Accelerated Knowledge Discovery Core (akd-core)

A human-centric multi-agent system (MAS) framework for scientific discovery — providing base classes, streaming, human-in-the-loop (HITL), guardrails, and out-of-box agents and tools.

Ecosystem

akd-core is the foundation layer that drives the entire AKD ecosystem:

akd-core (this repo) — base classes, streaming infrastructure, HITL, guardrails, and out-of-box agents/tools for scientific discovery
akd-framework — the AKD backend application, built on akd-core
akd-ext — community extensions that use akd-core's base agents and tools to build domain-specific capabilities

akd-core is standalone and pip-installable.

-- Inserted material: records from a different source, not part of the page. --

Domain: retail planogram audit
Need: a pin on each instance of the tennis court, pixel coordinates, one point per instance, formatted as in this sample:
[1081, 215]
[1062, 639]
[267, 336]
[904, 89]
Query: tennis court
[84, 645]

Everything downstream inherits its streaming, HITL, and guardrail infrastructure.

Core Philosophy

Human-in-the-loop control — researchers direct the discovery process; AI augments, never replaces
Scientific integrity — deep attribution, evidence validation, and rigorous guardrails
Transparent and reproducible — every workflow is a shareable, inspectable artifact
Open collaboration — community-driven framework for shared scientific advancement

See Design Philosophy for the full set of principles and golden rules.

What You Get

Async-first — all agents and tools implement async def _arun() with full astream() support
Streaming-native — 11 typed event types covering tokens, reasoning, tool calls, and HITL
Type-safe — Pydantic v2 schemas with required docstrings for all inputs and outputs
Composable — tools combine via Composite patterns (search, resolvers, guardrails)
HITL built-in — pause, save state, get human input, resume seamlessly
Guardrails — pluggable safety layer with decorator API
LLM-agnostic — works with any provider via LiteLLM (OpenAI, Anthropic, Ollama, etc.)

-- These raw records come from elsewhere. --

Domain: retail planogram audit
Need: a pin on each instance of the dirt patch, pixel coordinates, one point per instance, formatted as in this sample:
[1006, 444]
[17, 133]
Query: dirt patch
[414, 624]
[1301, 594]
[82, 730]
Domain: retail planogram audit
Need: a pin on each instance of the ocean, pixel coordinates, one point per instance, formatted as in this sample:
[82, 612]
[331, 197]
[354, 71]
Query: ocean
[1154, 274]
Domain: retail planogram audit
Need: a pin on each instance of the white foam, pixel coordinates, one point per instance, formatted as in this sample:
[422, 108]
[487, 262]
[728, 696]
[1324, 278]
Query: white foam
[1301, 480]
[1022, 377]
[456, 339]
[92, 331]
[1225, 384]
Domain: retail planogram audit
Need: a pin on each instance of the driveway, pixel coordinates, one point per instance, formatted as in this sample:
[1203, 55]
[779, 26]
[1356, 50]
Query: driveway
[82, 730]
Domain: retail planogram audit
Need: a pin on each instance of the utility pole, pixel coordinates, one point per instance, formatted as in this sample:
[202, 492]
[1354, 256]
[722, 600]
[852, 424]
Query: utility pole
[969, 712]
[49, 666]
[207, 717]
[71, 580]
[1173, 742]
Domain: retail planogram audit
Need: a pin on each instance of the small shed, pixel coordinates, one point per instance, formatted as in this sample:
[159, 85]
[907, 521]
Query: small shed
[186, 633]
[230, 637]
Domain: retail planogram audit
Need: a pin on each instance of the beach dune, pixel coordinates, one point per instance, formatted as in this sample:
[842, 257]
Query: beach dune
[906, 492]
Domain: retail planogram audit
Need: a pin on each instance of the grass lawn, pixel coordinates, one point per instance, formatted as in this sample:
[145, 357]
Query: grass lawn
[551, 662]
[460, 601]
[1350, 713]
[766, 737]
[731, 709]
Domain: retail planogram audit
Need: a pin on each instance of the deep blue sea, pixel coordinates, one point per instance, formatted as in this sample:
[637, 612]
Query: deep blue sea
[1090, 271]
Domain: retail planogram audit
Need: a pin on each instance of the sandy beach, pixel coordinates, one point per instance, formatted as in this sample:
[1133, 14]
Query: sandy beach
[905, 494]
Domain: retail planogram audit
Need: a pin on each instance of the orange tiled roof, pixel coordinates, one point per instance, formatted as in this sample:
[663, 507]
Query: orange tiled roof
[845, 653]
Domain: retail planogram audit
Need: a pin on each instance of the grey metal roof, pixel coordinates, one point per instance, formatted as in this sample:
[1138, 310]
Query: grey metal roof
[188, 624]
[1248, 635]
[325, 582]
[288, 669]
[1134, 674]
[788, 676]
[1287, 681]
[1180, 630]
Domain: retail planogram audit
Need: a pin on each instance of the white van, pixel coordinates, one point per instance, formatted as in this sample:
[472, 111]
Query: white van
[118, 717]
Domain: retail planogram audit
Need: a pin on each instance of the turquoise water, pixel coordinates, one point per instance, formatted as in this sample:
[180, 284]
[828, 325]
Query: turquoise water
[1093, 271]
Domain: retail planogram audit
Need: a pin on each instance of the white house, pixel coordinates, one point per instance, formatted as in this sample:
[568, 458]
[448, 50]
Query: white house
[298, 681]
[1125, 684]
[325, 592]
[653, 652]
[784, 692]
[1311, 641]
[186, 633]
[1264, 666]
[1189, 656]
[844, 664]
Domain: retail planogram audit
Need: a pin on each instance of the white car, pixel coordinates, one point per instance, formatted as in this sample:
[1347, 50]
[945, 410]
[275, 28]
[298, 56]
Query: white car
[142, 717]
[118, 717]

from akd.agents import BaseAgent

agent = BaseAgent(config={"model_name": "gpt-4o-mini"})
async for event in agent.astream(input_params):
    match event.event_type:
        case "streaming": print(event.token, end="")
        case "tool_calling": print(f"Calling {event.tool_name}...")
        case "human_input_required": response = input(event.human_prompt)
        case "completed": result = event.output

Streaming

Everything in akd-core is a stream of typed events. Agents emit StreamEvent objects as they execute:

Event	Description
`STARTING`	Agent/tool begins execution
`RUNNING`	Progress update
`STREAMING`	Raw LLM tokens as they arrive
`THINKING`	Reasoning tokens (Claude extended thinking, o1/o3)
`PARTIAL`	Partial structured output as it streams
`TOOL_CALLING`	Agent invokes a tool
`TOOL_RESULT`	Tool returns its result
`HUMAN_INPUT_REQUIRED`	Agent needs human input — execution pauses
`HUMAN_RESPONSE`	Resumed with human input
`COMPLETED`	Execution finished successfully
`FAILED`	Execution failed with error details

Each event carries typed data (e.g., CompletedEventData[T] includes the output, FailedEventData includes the error) and a run_context for execution state.

Human-in-the-Loop

HITL is a first-class concept, not an afterthought. The HumanTool enables any agent to pause execution, request human input, and resume:

Agent calls HumanTool during its tool loop
Framework emits HUMAN_INPUT_REQUIRED event with the question and full message history
Caller saves state and collects human response
Resume with RunContext(messages=saved_history, human_response=HumanResponse(...))
Agent continues exactly where it left off

This works across any transport — REST APIs, WebSockets, CLI — because the pause/resume is state-based, not connection-based.

Out-of-Box Agents

Category	Agent	Description
Utility	`RelevancyAgent`	Binary relevance classification
	`MultiRubricRelevancyAgent`	Multi-dimensional relevance scoring
Base	`BaseAgent`	Core agent with streaming, tool calling, HITL, message trimming
	`LiteLLMInstructorBaseAgent`	Structured Pydantic output via Instructor

Domain-specific agents live in downstream packages and can be registered at runtime via AgentRegistry.register_agent(YourAgent).

Out-of-Box Tools

Category	Tool	Description
Search	`SearxNGSearchTool`	Web search via SearxNG
	`SerperSearchTool`	Web search via Serper API
	`SemanticScholarSearchTool`	Academic paper search
	`CompositeSearchTool`	Multi-source search (combines backends)
	`SearchPipeline`	Full pipeline: search + resolve + scrape
Scraping	`WebScraper`	Web content extraction
	`PDFScraper`	PDF content extraction
	`DoclingScraper`	Advanced document parsing (tables, structure)
Resolvers	`CrossRefDoiResolver`	DOI resolution via CrossRef
	`ArxivResolver`	arXiv paper lookup
	`ADSResolver`	NASA ADS paper lookup
	`UnpaywallResolver`	Open access paper lookup
	`CompositeResolver`	Chain multiple resolvers
Evaluation	`RelevancyTool`	Content relevance scoring
	`RerankerTool`	Result reranking
	`SourceValidator`	Source credibility assessment
Special	`HumanTool`	Human-in-the-loop interaction
	`OutputTool`	Structured output capture

Guardrails

akd-core includes a pluggable guardrail system with a unified GuardrailProtocol interface:

Providers:

GraniteGuardianTool — IBM Granite Guardian model (local or cloud)
RiskAgent — LLM-based risk assessment with configurable criteria
CompositeGuardrail — chain multiple providers (AND, OR, CONSENSUS modes)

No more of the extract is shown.